I didn’t know that a kitchen could become a soul train line.

It would go through the night. I remember leaving more than once at around 6am. After a while, I started bringing my kids and would have two shifts. The with kids shift, and then the after kids shift (when I would usually start drinking the rum punch). Even though I don’t BBQ that much I know my way around a grill. He’d have so many cooks and would be so proprietary, that instead of doing that, I’d cook Cinnabons (the best in the state)…which would be gone within an hour of me putting them on the piano.

(Yes, the piano. Folks would bring dishes and put them everywhere on the first floor except the kitchen sink.)

The day before Memorial Day swiftly became my favorite day of the year. The day after found me beginning to count the days before the next one.

….

The day my marriage began to formally dissolve I went to their house.

When I lost one of my best friends several years ago, I drank with them.

When I needed someone to stand for me during my divorce hearing, Don was there, extremely ill with the flu.

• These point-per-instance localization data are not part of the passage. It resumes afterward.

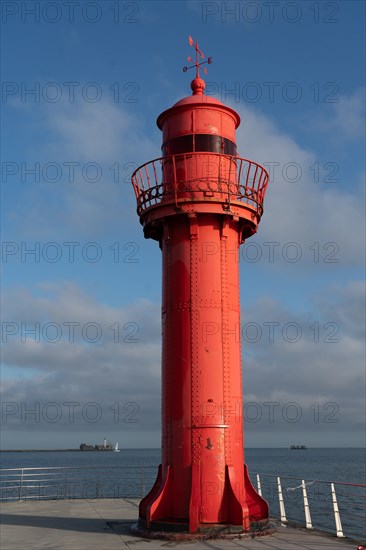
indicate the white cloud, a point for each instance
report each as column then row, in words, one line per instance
column 347, row 121
column 320, row 367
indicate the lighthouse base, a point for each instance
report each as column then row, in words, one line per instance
column 247, row 513
column 171, row 530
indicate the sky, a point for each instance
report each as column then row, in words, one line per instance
column 83, row 84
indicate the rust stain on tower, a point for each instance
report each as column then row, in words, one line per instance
column 200, row 201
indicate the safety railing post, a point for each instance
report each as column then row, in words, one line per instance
column 21, row 485
column 282, row 503
column 306, row 506
column 142, row 481
column 259, row 485
column 337, row 516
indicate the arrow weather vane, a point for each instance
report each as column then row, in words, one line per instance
column 196, row 64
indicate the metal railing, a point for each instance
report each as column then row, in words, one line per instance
column 192, row 176
column 75, row 482
column 336, row 507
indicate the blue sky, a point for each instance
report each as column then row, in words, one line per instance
column 101, row 73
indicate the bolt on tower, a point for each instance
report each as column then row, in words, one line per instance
column 200, row 201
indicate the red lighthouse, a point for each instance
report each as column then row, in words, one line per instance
column 200, row 201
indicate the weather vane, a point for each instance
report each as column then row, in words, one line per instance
column 199, row 54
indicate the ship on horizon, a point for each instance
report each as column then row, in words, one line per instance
column 104, row 447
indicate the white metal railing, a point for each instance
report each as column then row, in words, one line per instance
column 313, row 503
column 321, row 504
column 71, row 482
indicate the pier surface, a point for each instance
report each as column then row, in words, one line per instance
column 105, row 523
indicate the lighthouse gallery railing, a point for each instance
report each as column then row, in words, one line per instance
column 223, row 177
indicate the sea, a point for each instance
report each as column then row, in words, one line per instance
column 131, row 473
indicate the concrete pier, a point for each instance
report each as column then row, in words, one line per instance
column 105, row 523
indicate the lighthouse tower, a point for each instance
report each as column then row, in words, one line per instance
column 200, row 201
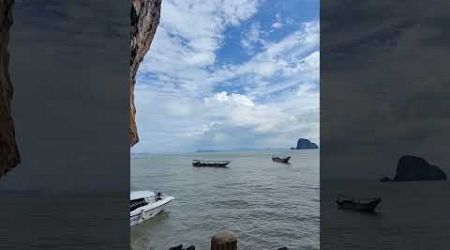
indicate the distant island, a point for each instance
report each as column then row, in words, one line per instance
column 303, row 143
column 413, row 168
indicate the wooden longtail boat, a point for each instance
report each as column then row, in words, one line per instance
column 281, row 159
column 365, row 205
column 217, row 164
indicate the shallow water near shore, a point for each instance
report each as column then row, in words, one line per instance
column 267, row 204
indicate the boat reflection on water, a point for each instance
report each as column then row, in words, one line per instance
column 145, row 205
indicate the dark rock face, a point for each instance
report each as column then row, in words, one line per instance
column 144, row 16
column 9, row 153
column 303, row 143
column 412, row 168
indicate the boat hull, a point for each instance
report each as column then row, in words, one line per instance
column 281, row 160
column 147, row 212
column 210, row 164
column 358, row 206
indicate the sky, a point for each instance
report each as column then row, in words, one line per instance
column 223, row 75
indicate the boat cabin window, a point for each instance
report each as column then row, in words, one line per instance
column 137, row 203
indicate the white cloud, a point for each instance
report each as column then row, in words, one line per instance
column 277, row 24
column 182, row 103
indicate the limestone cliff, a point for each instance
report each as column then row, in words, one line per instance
column 144, row 21
column 9, row 154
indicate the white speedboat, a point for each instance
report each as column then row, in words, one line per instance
column 145, row 205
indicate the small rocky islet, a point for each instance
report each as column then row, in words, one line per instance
column 413, row 168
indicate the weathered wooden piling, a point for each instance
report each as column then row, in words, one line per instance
column 224, row 240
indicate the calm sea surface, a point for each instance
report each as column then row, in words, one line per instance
column 268, row 205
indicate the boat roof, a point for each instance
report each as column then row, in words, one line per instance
column 140, row 194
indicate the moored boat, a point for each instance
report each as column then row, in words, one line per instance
column 283, row 159
column 365, row 205
column 145, row 205
column 217, row 164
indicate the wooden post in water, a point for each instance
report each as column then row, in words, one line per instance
column 224, row 240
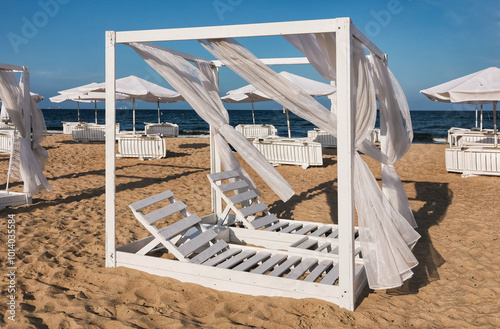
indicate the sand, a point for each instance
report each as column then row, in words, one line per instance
column 61, row 280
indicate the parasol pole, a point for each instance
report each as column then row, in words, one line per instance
column 159, row 121
column 253, row 115
column 481, row 117
column 476, row 115
column 133, row 115
column 287, row 122
column 495, row 123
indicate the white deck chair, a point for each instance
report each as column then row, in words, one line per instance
column 249, row 211
column 192, row 242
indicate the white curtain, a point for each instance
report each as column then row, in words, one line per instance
column 29, row 156
column 200, row 91
column 386, row 237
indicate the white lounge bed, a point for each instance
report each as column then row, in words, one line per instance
column 458, row 137
column 322, row 137
column 165, row 129
column 144, row 147
column 473, row 160
column 68, row 126
column 256, row 131
column 294, row 151
column 327, row 140
column 217, row 257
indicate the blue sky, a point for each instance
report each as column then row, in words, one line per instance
column 428, row 42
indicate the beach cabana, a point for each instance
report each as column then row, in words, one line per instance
column 472, row 151
column 386, row 235
column 28, row 157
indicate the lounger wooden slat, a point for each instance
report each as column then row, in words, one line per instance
column 237, row 259
column 302, row 268
column 335, row 250
column 151, row 200
column 233, row 186
column 334, row 234
column 253, row 209
column 291, row 227
column 166, row 211
column 242, row 197
column 179, row 227
column 331, row 276
column 324, row 246
column 269, row 264
column 285, row 266
column 211, row 251
column 200, row 240
column 221, row 257
column 252, row 261
column 263, row 221
column 306, row 229
column 308, row 243
column 224, row 175
column 321, row 230
column 318, row 270
column 276, row 226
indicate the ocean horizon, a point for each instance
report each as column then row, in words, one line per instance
column 429, row 126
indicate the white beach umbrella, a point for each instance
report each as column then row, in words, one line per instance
column 4, row 116
column 481, row 87
column 78, row 97
column 250, row 94
column 137, row 88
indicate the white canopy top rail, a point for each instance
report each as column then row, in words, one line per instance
column 345, row 32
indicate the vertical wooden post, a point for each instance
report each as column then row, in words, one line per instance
column 110, row 150
column 215, row 165
column 27, row 102
column 345, row 155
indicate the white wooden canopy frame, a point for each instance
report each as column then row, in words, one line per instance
column 8, row 198
column 349, row 286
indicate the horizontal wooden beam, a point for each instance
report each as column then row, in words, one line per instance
column 275, row 61
column 229, row 31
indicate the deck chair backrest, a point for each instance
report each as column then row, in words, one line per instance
column 241, row 199
column 184, row 238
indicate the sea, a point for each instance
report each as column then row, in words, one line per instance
column 428, row 126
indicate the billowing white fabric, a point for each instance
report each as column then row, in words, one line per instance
column 477, row 88
column 395, row 113
column 394, row 255
column 29, row 156
column 395, row 125
column 199, row 91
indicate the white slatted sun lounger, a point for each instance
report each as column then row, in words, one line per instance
column 293, row 151
column 206, row 256
column 68, row 127
column 90, row 132
column 243, row 207
column 143, row 147
column 164, row 129
column 327, row 140
column 319, row 136
column 256, row 131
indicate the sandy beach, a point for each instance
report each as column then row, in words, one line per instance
column 61, row 280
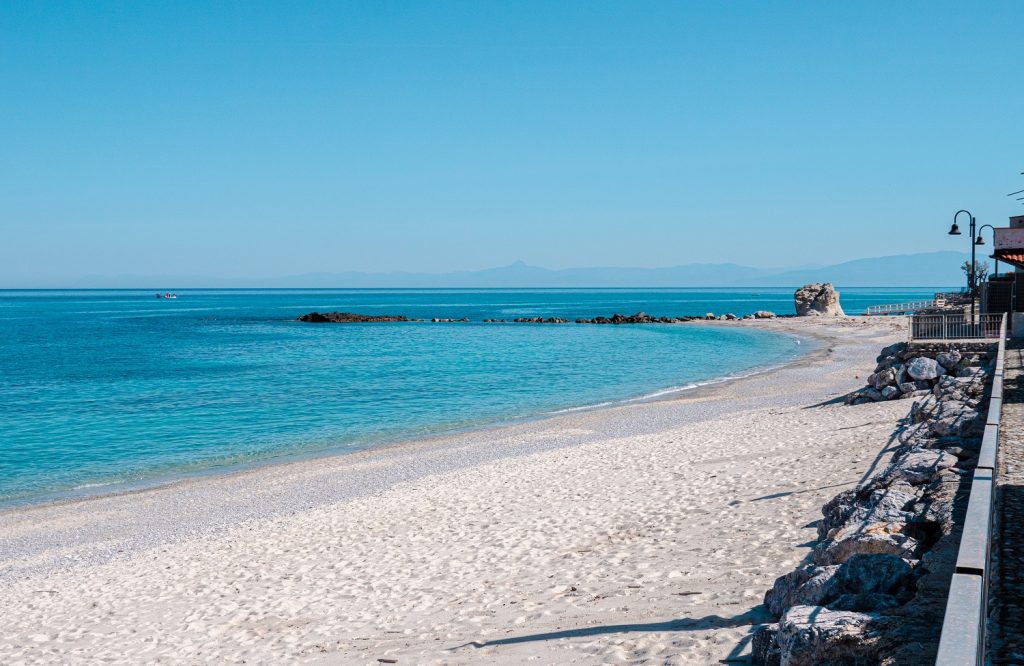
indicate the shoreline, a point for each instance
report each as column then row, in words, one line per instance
column 158, row 481
column 639, row 532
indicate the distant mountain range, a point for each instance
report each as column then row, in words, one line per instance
column 922, row 269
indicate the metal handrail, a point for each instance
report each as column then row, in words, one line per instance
column 964, row 636
column 956, row 326
column 903, row 307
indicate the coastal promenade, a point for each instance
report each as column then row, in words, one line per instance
column 1007, row 602
column 646, row 531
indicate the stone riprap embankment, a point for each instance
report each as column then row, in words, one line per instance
column 904, row 372
column 817, row 299
column 873, row 588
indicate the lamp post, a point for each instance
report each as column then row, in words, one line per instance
column 981, row 241
column 954, row 231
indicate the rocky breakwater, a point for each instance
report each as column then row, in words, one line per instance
column 817, row 299
column 904, row 373
column 350, row 318
column 875, row 587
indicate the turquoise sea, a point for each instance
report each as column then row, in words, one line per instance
column 103, row 388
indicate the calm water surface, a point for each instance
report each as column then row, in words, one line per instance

When I needed a car—Don and Beth found someone with a car to offload.

There’s only one person I can think of who has done more to keep me healthy and sane.

I wouldn’t have been with them today, even if the world hadn’t done a 180.

After all those years, they retired the BBQ. Their plan was to take all of the cooks for a much needed vacation for all those years of service.

It didn’t happen, though it’s possible they do something virtually.

We’ll likely repurpose Memorial Day after this year. (To get a sense of what that might look like take a look at today—Sunday’s—NYT.)

But alongside the people we lost, take stock of what we still have. Take stock of what’s worth fighting for.

At the last BBQ last year my intent was to gather as many people within ear shot for a toast, but the BBQ kind of has its own rhythm and I didn’t do it.

Consider this, that.   

While I’m toasting, take some time to do the same. Again, all we have is each other. We’re not independent. We’re not dependent. We’re interdependent.